Santa María de África es una advocación mariana vinculada principalmente a la ciudad española de Ceuta, donde la Virgen recibe culto como patrona principal. La advocación posee también una importante resonancia histórica en el norte de África por su relación con la evangelización, las misiones cristianas y la basílica de Nuestra Señora de África, en Argel. Conviene distinguir ambas realidades: la imagen y el patronazgo de Santa María de África pertenecen específicamente a Ceuta, mientras que Nuestra Señora de África designa una advocación y un santuario propios de Argel.

Cuadro resumen[Datos abiertos]
NombreSanta María de África
CategoríaTérmino
DescripciónAdvocación mariana que declara a la Virgen María como patrona principal de la ciudad española de Ceuta
Año1651
Autoridad EclesiásticaTomás Gutiérrez Díez
Fecha de Confirmación21 de mayo de 1949
Fecha de Publicación1953
LugarCeuta
Personas relacionadasPío XII
TipoAdvocación mariana, advocación, local, Carta apostólica

Tabla de contenido

Identidad de la advocación

Una advocación mariana local

La Iglesia católica reserva a la Santísima Virgen María una veneración singular, denominada hiperdulía, distinta de la adoración debida únicamente a Dios.

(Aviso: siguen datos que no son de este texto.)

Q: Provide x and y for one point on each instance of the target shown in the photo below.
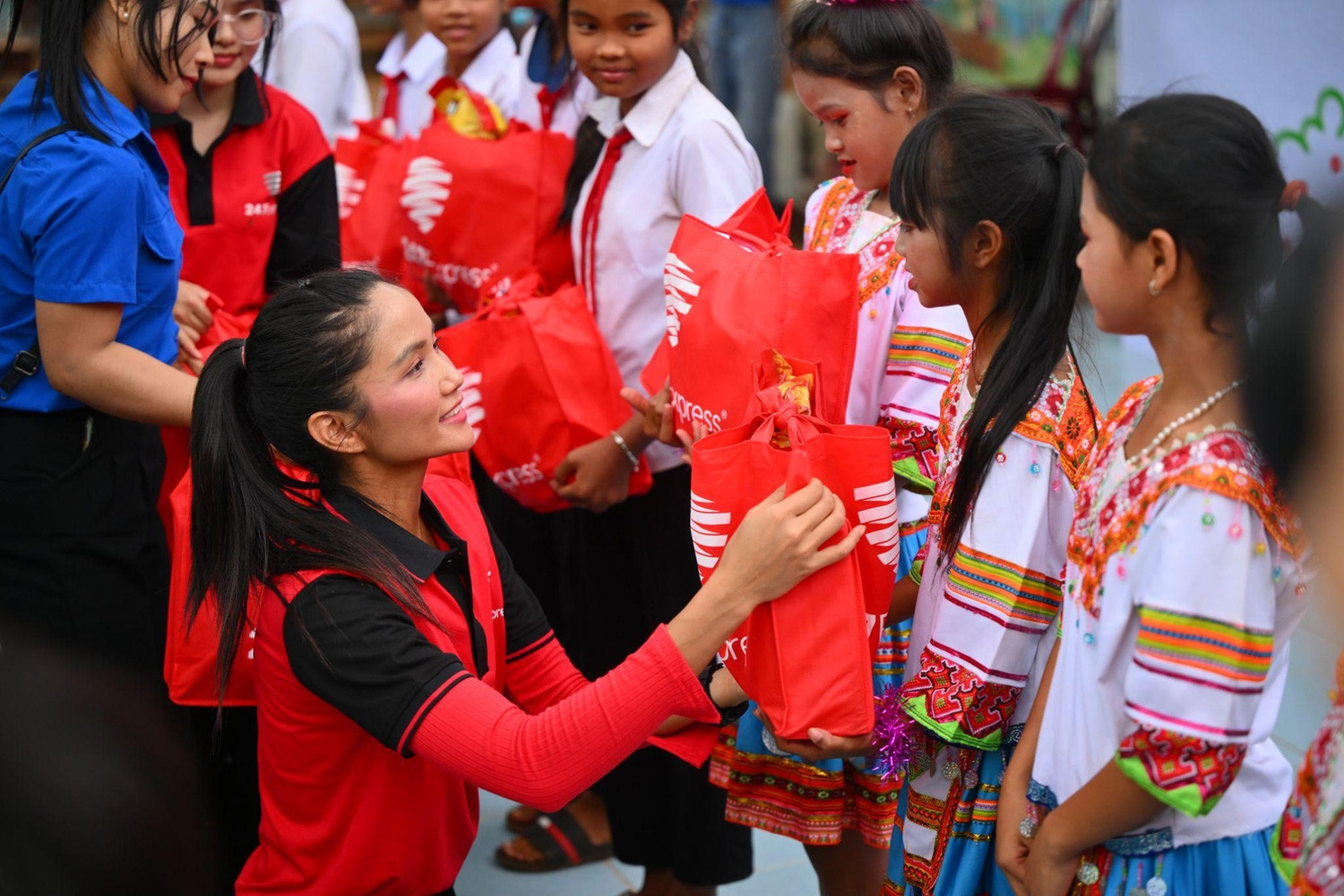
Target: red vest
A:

Esta veneración universal adquiere expresiones concretas en advocaciones locales, vinculadas a una ciudad, una diócesis, una imagen, una basílica o una tradición histórica determinada.

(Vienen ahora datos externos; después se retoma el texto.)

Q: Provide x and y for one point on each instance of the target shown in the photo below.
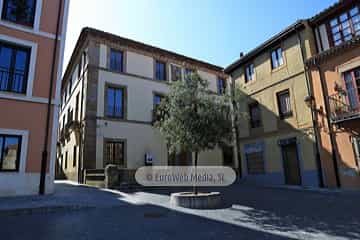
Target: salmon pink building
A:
(32, 37)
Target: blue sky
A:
(215, 31)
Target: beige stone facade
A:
(138, 84)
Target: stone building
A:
(335, 84)
(109, 91)
(276, 138)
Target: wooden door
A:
(291, 164)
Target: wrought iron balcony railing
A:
(341, 109)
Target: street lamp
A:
(310, 102)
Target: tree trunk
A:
(195, 183)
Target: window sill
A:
(9, 171)
(286, 116)
(274, 70)
(27, 26)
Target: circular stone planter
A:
(200, 201)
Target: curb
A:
(316, 190)
(41, 210)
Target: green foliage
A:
(192, 119)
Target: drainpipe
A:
(235, 127)
(81, 164)
(313, 118)
(48, 114)
(331, 133)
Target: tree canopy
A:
(192, 118)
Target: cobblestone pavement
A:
(248, 213)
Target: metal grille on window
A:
(346, 26)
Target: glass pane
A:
(345, 25)
(335, 29)
(337, 36)
(357, 27)
(348, 37)
(110, 102)
(116, 61)
(356, 19)
(20, 11)
(157, 99)
(1, 142)
(343, 17)
(118, 154)
(351, 90)
(5, 61)
(175, 73)
(160, 71)
(19, 81)
(280, 57)
(118, 103)
(334, 22)
(274, 60)
(10, 151)
(338, 42)
(354, 11)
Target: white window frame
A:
(24, 145)
(32, 64)
(181, 70)
(37, 18)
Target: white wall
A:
(139, 64)
(140, 139)
(139, 94)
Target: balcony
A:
(341, 109)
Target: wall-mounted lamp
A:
(310, 103)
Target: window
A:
(14, 65)
(228, 156)
(249, 73)
(115, 102)
(221, 85)
(255, 115)
(77, 107)
(84, 61)
(20, 12)
(160, 71)
(70, 116)
(157, 99)
(277, 58)
(114, 152)
(116, 60)
(352, 84)
(175, 73)
(345, 26)
(356, 147)
(63, 122)
(284, 104)
(66, 160)
(188, 73)
(254, 155)
(10, 148)
(74, 157)
(79, 69)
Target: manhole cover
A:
(154, 215)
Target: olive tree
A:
(193, 119)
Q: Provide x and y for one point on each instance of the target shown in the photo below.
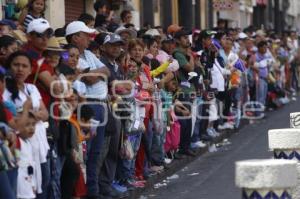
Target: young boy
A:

Santa María de África constituye una advocación ceutí de carácter histórico y geográfico preciso. La ciudad de Ceuta la adoptó como patrona celestial en 1651, y la devoción permaneció viva durante generaciones. El papa Pío XII confirmó solemnemente ese patronazgo mediante letras apostólicas fechadas el 21 de mayo de 1949, publicadas en Acta Apostolicae Sedis en 1953. El documento pontificio presenta a la Virgen «de África» como patrona principal de la ciudad de Ceuta y le reconoce los honores y privilegios litúrgicos correspondientes a los patronos principales de los lugares.1

La advocación no identifica a una santa distinta de María, ni constituye una creencia separada de la doctrina mariana de la Iglesia. El nombre expresa la relación particular de la Virgen con Ceuta, ciudad situada en la costa norteafricana y estrechamente relacionada, por su posición y su historia, con la península ibérica y con el Mediterráneo occidental.

Santa María de África y Nuestra Señora de África

La semejanza de los nombres puede provocar confusión. La advocación Santa María de África corresponde especialmente a Ceuta. En cambio, Nuestra Señora de África-Notre-Dame d’Afrique- se refiere principalmente al santuario mariano de Argel, en la actual Argelia.

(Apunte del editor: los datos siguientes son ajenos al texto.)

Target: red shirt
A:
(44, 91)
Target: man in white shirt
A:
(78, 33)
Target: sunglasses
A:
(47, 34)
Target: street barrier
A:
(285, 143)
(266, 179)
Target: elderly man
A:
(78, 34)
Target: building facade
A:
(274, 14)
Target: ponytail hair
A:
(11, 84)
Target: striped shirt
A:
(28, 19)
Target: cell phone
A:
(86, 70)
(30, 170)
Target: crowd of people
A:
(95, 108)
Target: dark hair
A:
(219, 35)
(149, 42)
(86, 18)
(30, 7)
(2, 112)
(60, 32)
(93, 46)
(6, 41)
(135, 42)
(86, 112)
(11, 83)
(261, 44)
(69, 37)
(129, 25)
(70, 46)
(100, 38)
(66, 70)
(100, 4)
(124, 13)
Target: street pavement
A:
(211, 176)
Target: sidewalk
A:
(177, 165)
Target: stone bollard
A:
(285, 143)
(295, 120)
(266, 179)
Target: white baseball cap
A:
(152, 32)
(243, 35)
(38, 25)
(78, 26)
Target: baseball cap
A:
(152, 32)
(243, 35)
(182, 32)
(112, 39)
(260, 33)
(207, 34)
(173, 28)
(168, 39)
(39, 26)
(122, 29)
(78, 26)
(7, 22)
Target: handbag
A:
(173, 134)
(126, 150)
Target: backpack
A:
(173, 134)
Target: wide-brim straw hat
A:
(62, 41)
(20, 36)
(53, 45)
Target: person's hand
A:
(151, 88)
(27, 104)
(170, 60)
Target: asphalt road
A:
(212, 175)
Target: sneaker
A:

Ambas devociones comparten el marco cultural y religioso del norte de África y expresan la maternidad espiritual de María, pero no deben confundirse ni mezclarse sus historias. La devoción ceutí hunde sus raíces en la tradición propia de la ciudad y en su patronazgo, mientras que la advocación argelina quedó vinculada a una basílica construida en el siglo XIX y a la renovación de la presencia católica en Argelia.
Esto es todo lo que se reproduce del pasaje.